Friederike Becht (born 14 October 1986) is a German actress.

== Life ==
Becht was born in Bad Bergzabern, and studied acting at the Berlin University of the Arts. She worked as an actor at the Ernst Deutsches Theater Hamburg, the Schauspielhaus Zürich, the Berliner Ensemble and the Stadttheater Freiburg.
Her first major success in 2007, was the role of Thekla in Peter Stein's Wallenstein at the Berliner Ensemble, for which she was honored by the magazine Theater heute with a nomination for "Best Newcomer Actress".

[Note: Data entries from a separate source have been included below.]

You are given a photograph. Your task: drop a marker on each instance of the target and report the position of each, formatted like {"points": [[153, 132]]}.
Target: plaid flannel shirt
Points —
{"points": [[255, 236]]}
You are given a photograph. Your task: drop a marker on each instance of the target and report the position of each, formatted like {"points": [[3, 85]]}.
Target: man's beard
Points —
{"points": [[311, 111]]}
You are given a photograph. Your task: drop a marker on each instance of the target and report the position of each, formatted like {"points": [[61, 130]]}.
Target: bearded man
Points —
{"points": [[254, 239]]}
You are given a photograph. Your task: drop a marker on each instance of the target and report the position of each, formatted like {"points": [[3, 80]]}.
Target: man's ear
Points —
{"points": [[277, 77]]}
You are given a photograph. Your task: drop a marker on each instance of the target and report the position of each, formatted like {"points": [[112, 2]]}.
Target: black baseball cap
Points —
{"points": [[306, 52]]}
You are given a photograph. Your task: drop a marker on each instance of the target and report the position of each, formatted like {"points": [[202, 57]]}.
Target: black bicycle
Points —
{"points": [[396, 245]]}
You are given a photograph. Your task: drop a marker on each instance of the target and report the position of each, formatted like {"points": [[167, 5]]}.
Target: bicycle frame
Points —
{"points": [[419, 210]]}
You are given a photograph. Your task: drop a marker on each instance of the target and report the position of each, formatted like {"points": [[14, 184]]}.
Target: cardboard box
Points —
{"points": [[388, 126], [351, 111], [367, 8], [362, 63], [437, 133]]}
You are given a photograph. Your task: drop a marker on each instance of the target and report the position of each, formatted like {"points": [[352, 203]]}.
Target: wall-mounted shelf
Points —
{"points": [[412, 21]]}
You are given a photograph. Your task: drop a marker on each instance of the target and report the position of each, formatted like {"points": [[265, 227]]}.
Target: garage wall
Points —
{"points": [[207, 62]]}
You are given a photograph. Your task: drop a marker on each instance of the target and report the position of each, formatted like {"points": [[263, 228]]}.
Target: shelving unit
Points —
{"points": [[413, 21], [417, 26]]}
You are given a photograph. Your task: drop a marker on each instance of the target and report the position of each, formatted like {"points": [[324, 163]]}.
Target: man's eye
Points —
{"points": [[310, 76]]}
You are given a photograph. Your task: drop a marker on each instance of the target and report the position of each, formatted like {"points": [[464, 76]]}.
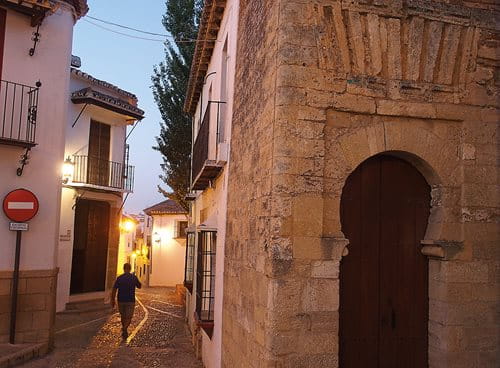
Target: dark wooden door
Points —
{"points": [[90, 247], [384, 279], [3, 19], [98, 165]]}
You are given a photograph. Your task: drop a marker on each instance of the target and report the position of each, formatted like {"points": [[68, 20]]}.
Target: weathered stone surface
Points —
{"points": [[322, 86]]}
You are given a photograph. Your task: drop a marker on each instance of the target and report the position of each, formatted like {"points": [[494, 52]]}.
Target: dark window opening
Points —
{"points": [[205, 280], [189, 264], [181, 227]]}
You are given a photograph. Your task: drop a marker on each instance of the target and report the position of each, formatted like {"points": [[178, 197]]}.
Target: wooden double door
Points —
{"points": [[384, 278], [90, 246]]}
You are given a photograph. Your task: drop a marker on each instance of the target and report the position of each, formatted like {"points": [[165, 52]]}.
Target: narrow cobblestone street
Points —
{"points": [[158, 337]]}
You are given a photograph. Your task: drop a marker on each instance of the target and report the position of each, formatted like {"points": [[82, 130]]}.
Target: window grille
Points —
{"points": [[189, 265], [180, 229], [205, 280]]}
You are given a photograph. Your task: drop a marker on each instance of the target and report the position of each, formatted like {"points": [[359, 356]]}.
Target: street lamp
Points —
{"points": [[68, 170]]}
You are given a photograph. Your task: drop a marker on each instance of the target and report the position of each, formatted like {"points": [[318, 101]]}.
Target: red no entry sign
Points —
{"points": [[20, 205]]}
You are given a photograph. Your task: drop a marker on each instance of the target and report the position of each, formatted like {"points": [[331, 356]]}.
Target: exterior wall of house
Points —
{"points": [[42, 175], [209, 208], [322, 86], [77, 142], [167, 251]]}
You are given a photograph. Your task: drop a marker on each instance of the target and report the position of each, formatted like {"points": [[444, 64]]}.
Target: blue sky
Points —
{"points": [[128, 63]]}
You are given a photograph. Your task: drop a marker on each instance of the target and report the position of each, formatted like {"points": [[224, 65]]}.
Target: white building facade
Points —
{"points": [[165, 235], [97, 180], [210, 102], [35, 53]]}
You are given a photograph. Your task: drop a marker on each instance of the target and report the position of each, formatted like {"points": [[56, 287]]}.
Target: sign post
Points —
{"points": [[20, 206]]}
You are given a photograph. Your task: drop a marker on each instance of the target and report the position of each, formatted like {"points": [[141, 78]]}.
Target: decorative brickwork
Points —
{"points": [[322, 86]]}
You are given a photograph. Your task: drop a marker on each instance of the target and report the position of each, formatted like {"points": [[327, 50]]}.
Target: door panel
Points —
{"points": [[3, 19], [384, 209], [90, 247]]}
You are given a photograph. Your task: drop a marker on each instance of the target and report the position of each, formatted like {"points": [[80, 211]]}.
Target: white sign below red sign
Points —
{"points": [[20, 205], [18, 226]]}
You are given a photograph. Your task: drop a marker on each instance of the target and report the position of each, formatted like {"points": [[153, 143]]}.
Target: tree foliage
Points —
{"points": [[170, 79]]}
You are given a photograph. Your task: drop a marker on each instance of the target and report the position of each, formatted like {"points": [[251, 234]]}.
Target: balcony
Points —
{"points": [[204, 169], [18, 114], [95, 173]]}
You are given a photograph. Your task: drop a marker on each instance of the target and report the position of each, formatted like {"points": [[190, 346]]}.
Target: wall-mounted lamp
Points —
{"points": [[68, 170], [127, 226]]}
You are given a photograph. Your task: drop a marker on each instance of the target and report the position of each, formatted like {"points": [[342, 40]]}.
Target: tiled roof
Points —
{"points": [[164, 208], [102, 84], [80, 6], [91, 96], [213, 11]]}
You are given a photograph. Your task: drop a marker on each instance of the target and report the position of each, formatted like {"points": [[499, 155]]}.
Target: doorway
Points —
{"points": [[385, 207], [90, 246]]}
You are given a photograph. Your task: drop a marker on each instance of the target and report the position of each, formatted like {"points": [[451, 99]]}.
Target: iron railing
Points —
{"points": [[19, 104], [202, 142], [103, 173]]}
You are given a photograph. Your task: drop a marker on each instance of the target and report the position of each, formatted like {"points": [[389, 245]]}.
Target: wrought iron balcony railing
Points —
{"points": [[18, 115], [103, 173], [205, 168]]}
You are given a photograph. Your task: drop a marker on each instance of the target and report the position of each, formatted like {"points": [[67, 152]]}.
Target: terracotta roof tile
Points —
{"points": [[164, 208], [103, 84]]}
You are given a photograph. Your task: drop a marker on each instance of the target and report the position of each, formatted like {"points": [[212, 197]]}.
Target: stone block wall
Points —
{"points": [[36, 306], [249, 189], [322, 86]]}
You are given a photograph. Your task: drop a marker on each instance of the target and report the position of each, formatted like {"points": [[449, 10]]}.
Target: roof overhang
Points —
{"points": [[96, 98], [211, 18], [36, 9]]}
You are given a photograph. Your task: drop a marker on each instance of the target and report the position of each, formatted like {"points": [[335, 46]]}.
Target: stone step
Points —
{"points": [[86, 306], [13, 355]]}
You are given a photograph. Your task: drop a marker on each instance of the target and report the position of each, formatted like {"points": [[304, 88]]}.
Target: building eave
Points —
{"points": [[211, 18], [93, 97]]}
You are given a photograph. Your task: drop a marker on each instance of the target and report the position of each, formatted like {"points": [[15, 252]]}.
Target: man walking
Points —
{"points": [[125, 284]]}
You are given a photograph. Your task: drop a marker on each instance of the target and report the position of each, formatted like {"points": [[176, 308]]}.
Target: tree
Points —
{"points": [[170, 79]]}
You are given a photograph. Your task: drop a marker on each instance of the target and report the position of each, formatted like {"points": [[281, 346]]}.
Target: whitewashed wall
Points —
{"points": [[215, 199], [77, 140], [167, 254], [50, 65]]}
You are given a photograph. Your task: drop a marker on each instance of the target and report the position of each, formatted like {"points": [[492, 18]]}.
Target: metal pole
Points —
{"points": [[15, 285]]}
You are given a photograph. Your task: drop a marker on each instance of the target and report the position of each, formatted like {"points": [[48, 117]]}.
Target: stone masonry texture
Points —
{"points": [[321, 86], [36, 306]]}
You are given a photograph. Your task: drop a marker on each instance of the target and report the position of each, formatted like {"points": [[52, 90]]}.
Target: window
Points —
{"points": [[98, 156], [180, 229], [189, 265], [205, 280]]}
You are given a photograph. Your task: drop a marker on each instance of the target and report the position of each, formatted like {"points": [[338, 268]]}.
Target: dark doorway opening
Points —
{"points": [[90, 246], [385, 207]]}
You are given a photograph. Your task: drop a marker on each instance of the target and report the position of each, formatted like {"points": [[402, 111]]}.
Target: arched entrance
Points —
{"points": [[384, 278]]}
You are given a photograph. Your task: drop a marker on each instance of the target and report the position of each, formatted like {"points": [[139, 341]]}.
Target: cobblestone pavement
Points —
{"points": [[158, 337]]}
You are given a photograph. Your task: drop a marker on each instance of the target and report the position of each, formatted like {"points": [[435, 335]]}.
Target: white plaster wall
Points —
{"points": [[76, 143], [67, 226], [50, 65], [211, 348], [168, 255]]}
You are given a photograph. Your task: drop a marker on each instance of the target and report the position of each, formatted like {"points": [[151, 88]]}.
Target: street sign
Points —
{"points": [[18, 226], [20, 205]]}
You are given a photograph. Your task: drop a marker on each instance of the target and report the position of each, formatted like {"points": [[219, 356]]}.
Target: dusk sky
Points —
{"points": [[128, 63]]}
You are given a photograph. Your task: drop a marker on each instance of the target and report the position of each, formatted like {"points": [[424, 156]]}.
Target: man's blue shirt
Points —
{"points": [[126, 285]]}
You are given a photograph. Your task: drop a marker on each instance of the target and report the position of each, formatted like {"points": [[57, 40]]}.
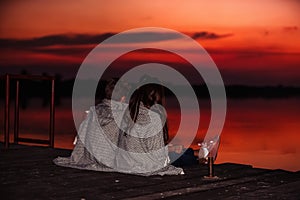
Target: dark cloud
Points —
{"points": [[61, 39], [87, 39], [291, 28], [207, 35]]}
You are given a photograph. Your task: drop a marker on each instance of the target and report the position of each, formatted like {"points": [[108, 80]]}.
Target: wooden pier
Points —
{"points": [[28, 172]]}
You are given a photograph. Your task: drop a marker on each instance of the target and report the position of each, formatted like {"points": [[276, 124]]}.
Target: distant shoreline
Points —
{"points": [[64, 88]]}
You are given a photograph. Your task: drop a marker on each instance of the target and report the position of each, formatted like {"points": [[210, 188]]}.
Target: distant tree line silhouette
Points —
{"points": [[63, 89]]}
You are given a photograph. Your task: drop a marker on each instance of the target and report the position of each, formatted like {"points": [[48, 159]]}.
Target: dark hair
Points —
{"points": [[149, 95]]}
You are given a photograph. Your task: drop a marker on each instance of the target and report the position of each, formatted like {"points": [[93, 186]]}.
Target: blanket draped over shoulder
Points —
{"points": [[103, 146]]}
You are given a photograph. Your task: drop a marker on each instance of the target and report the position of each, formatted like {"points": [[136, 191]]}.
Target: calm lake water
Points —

In 2009/10 she was a member of the Ensemble at the Schauspiel Essen.
There she presented, among other things, the Solveig in Peer Gynt, the title role in The Little Witch and the main role Tanja in the Lutz Hübner premiere Night History.
In the following season, she moved with director Anselm Weber to the Schauspielhaus Bochum, where she is a permanent ensemble member. In Bochum she played, Lyudmila (Wassa's daughter) in Wassa Schelesnowa, Cecily Cardew in Bunbury, Maria in What you want, the main role Vera Herbst in House by the lake and Maria in Yerma.

Becht also appeared in several television and cinema films. In 2008, she got a supporting role (Angela Berg) in the German-American co-production The Reader. The following year, she played Gerda Reich in the television biography The Author of Himself: The Life of Marcel Reich-Ranicki. In 2011, she starred in the feature film Westwind.

In the feature film Hannah Arendt, Becht shared the role with Barbara Sukowa in 2012.
In 2015, she appeared in the ARD biopic A Doll to Treasure about Käthe Kruse, and in 2019 in Brecht.

== Family ==
Becht has a son and a daughter with the poetry slammer Sebastian Rabsahl; she lives in Bochum.